William McKay

Personal information
- Full name: William McKay
- Place of birth: Scotland
- Position(s): Inside forward

Senior career*
- Years: Team / Apps / (Gls)
- Heart of Midlothian
- 1888–1889: Burnley / 14 / (7)
- Newcastle West End
- Raith Rovers

= William McKay (footballer) =

Scottish footballer

William McKay, known as Willie, was a Scottish professional footballer who played as an inside forward. According to sources he commenced his career at Hearts. It is unclear when he joined Burnley, but it is reasonable to assume it was during the second half of 1888. He made his Burnley and English Football League debut on 3 November 1888. The occasion was the visit of Blackburn Rovers to Turf Moor, the home of Burnley. He scored Burnley' only goal in a heavy 7-1 defeat. He played 14 of Burnley' 22 League matches top-scoring with seven goals. He played in five of Burnley' seven victories in the 1888 - 1889 season, scoring in two of those victories.
In 1889 (date unknown) Willie McKay left Burnley for Newcastle West End, who were playing in the Northern League.
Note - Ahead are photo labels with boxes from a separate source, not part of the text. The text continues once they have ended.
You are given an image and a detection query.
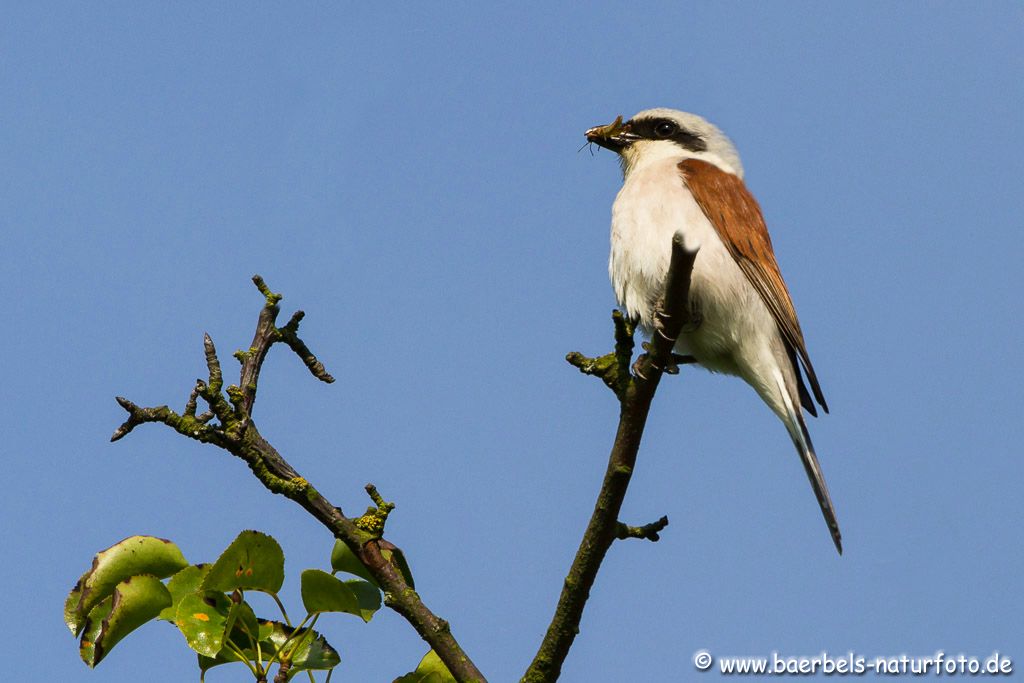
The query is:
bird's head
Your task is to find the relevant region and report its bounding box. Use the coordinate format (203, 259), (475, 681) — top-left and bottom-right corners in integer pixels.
(586, 109), (743, 178)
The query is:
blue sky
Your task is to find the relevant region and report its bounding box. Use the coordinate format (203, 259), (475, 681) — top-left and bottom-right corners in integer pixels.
(0, 2), (1024, 682)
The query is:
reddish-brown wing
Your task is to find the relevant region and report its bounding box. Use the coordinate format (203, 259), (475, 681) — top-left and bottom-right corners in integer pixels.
(679, 159), (828, 415)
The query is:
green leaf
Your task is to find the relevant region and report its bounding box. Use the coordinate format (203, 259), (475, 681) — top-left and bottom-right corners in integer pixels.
(199, 621), (341, 672)
(345, 579), (381, 622)
(174, 591), (232, 657)
(202, 531), (285, 594)
(65, 569), (92, 636)
(331, 541), (379, 586)
(87, 574), (171, 667)
(393, 650), (456, 683)
(379, 540), (416, 589)
(78, 595), (114, 668)
(302, 569), (362, 616)
(266, 622), (341, 670)
(65, 536), (188, 634)
(158, 564), (210, 623)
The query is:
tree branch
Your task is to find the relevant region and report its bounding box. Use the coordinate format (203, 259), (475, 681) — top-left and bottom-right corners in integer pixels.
(521, 234), (696, 683)
(111, 275), (485, 683)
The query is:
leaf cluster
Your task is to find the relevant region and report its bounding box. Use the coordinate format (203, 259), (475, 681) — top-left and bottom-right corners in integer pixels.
(65, 530), (434, 682)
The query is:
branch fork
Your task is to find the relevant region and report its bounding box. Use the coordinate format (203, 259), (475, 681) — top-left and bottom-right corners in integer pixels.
(111, 275), (485, 683)
(520, 234), (699, 683)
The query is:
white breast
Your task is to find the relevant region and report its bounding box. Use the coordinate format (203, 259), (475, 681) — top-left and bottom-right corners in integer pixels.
(608, 157), (774, 375)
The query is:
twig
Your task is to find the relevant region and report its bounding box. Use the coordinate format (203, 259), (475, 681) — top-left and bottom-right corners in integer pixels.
(521, 234), (696, 683)
(111, 275), (485, 683)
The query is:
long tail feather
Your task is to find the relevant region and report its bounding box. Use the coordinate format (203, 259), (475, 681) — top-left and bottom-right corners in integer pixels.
(775, 369), (843, 555)
(794, 415), (843, 555)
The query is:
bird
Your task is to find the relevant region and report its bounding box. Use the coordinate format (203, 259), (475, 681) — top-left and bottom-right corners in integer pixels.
(585, 109), (843, 555)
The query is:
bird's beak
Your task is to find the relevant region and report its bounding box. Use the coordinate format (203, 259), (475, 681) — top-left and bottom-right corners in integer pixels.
(584, 116), (639, 152)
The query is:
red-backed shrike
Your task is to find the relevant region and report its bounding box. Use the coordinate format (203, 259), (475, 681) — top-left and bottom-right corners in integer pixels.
(586, 109), (843, 554)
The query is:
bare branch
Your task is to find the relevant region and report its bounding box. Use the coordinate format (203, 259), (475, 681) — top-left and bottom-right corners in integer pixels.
(521, 234), (696, 683)
(111, 275), (485, 683)
(615, 517), (669, 543)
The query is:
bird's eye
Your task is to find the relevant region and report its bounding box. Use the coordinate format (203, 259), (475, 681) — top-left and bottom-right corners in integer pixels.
(654, 121), (679, 137)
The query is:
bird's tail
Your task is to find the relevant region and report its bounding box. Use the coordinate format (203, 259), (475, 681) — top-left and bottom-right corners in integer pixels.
(778, 370), (843, 555)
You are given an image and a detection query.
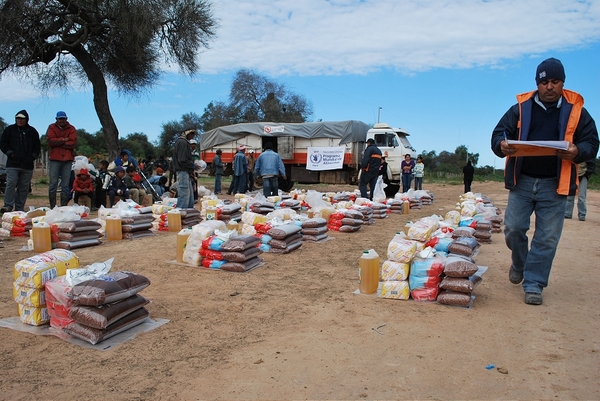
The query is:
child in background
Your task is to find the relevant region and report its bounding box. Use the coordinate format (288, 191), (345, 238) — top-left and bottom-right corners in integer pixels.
(124, 166), (146, 205)
(108, 166), (129, 207)
(94, 160), (110, 209)
(413, 156), (425, 191)
(73, 168), (94, 204)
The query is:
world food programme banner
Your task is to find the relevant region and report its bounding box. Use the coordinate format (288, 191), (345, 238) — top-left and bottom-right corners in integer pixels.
(306, 146), (346, 171)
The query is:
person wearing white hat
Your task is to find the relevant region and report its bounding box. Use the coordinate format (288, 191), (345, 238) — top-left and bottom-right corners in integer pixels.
(0, 110), (41, 213)
(172, 129), (197, 209)
(46, 111), (77, 209)
(190, 139), (200, 161)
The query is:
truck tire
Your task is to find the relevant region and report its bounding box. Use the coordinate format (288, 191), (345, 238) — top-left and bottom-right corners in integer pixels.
(279, 175), (294, 192)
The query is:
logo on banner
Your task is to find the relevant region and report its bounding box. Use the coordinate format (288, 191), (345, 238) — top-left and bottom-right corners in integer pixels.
(306, 146), (345, 171)
(263, 125), (285, 134)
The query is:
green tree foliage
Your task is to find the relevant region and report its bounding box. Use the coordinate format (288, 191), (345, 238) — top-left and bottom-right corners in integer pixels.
(155, 113), (202, 157)
(0, 0), (216, 157)
(119, 132), (157, 160)
(200, 69), (313, 131)
(420, 145), (480, 174)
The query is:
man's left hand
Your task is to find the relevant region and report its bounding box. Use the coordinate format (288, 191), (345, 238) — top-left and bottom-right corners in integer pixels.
(557, 143), (579, 160)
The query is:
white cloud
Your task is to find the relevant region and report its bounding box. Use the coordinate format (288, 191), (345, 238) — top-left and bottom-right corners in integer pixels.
(201, 0), (600, 76)
(0, 75), (40, 102)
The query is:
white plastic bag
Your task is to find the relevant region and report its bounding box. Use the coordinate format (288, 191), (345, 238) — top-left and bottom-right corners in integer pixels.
(373, 175), (387, 202)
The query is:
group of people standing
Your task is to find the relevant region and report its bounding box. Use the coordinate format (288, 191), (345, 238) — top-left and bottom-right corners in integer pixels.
(358, 138), (425, 200)
(213, 142), (287, 196)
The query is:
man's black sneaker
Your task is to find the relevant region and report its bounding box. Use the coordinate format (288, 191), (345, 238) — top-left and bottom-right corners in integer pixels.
(508, 267), (523, 284)
(525, 292), (543, 305)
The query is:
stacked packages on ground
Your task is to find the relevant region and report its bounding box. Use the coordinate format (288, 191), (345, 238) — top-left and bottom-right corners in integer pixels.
(13, 249), (79, 326)
(380, 194), (502, 307)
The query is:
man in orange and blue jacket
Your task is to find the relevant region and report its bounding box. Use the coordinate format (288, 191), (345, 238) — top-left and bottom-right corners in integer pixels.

Newcastle West End finished 2nd in the 1889-1890 season.
In 1890 (date unknown) Willie McKay left Newcastle West End FC, and England, and returned to Scotland by joining St Bernard's FC. The club had been expelled by the Scottish Football Association and travelled the country as a wanderers team.
In 1891 (date unknown) Willie McKay left St. Bernard's FC and moved to Raith Rovers. A club based in Kirkcaldy, Scotland.
When he left Raith Rovers and retired is unknown.